CADEvolve: Creating Realistic CAD via Program Evolution
Maksim Elistratov, Marina Barannikov, Gregory Ivanov, Valentin Khrulkov, Anton Konushin, Andrey Kuznetsov, Dmitrii Zhemchuzhnikov
TL;DR
CADEvolve tackles the data scarcity challenge in CAD automation by introducing an offline evolution-based data synthesis pipeline that progressively builds rich, multi-operation CadQuery programs from simple primitives. A three-tier CADEvolve-3L dataset (G, P, C) and the CADEvolve-M model enable state-of-the-art Image2CAD reconstruction across multiple benchmarks through supervised fine-tuning and reinforcement learning with geometry-aware rewards.

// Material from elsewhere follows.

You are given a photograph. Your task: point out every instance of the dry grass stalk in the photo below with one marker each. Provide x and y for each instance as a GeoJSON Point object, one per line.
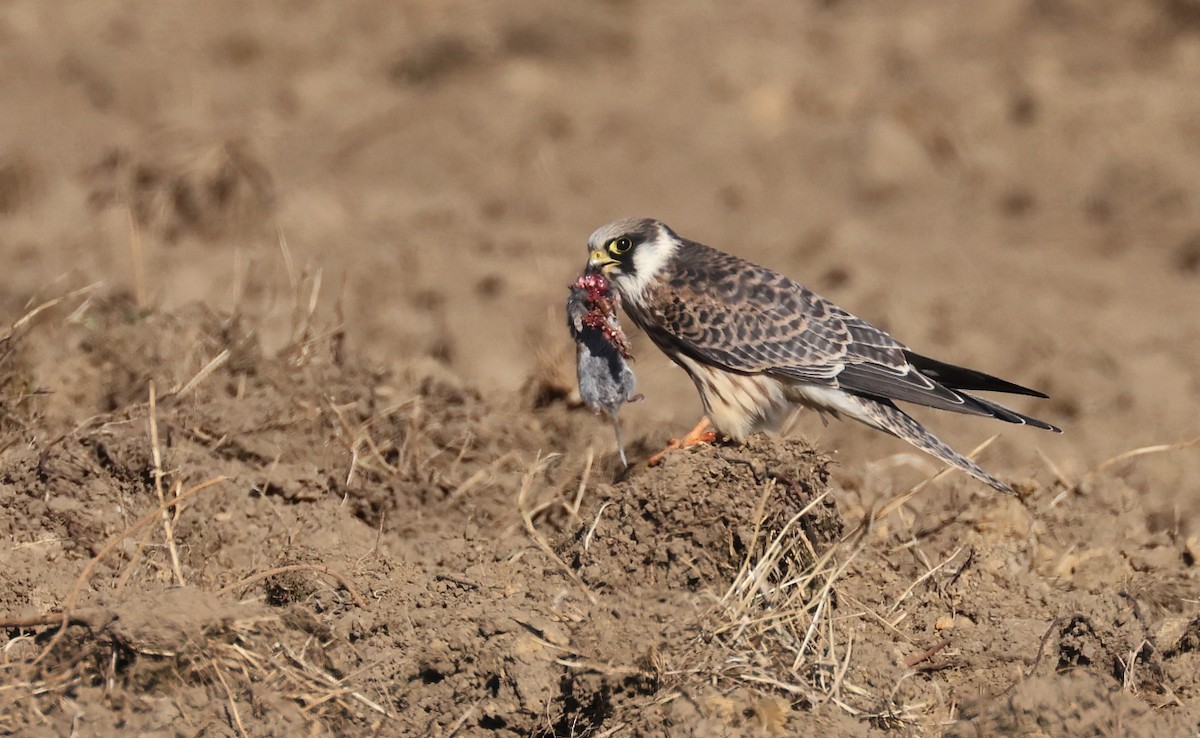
{"type": "Point", "coordinates": [90, 568]}
{"type": "Point", "coordinates": [318, 568]}
{"type": "Point", "coordinates": [538, 467]}
{"type": "Point", "coordinates": [156, 454]}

The approach combines LLM-guided proposals, staged validation, canonicalization, and diverse augmentations to produce a scalable, executable CAD corpus, addressing limitations of sketch–extrude corpora and restricted operator sets. The results demonstrate improved reconstruction fidelity and generalization, suggesting that principled data synthesis can substantially boost multimodal CAD workflows and other program-synthesis tasks in engineering domains.
Abstract
Computer-Aided Design (CAD) delivers rapid, editable modeling for engineering and manufacturing. Recent AI progress now makes full automation feasible for various CAD tasks. However, progress is bottlenecked by data: public corpora mostly contain sketch-extrude sequences, lack complex operations, multi-operation composition and design intent, and thus hinder effective fine-tuning. Attempts to bypass this with frozen VLMs often yield simple or invalid programs due to limited 3D grounding in current foundation models. We present CADEvolve, an evolution-based pipeline and dataset that starts from simple primitives and, via VLM-guided edits and validations, incrementally grows CAD programs toward industrial-grade complexity. The result is 8k complex parts expressed as executable CadQuery parametric generators. After multi-stage post-processing and augmentation, we obtain a unified dataset of 1.3m scripts paired with rendered geometry and exercising the full CadQuery operation set. A VLM fine-tuned on CADEvolve achieves state-of-the-art results on the Image2CAD task across the DeepCAD, Fusion 360, and MCB benchmarks.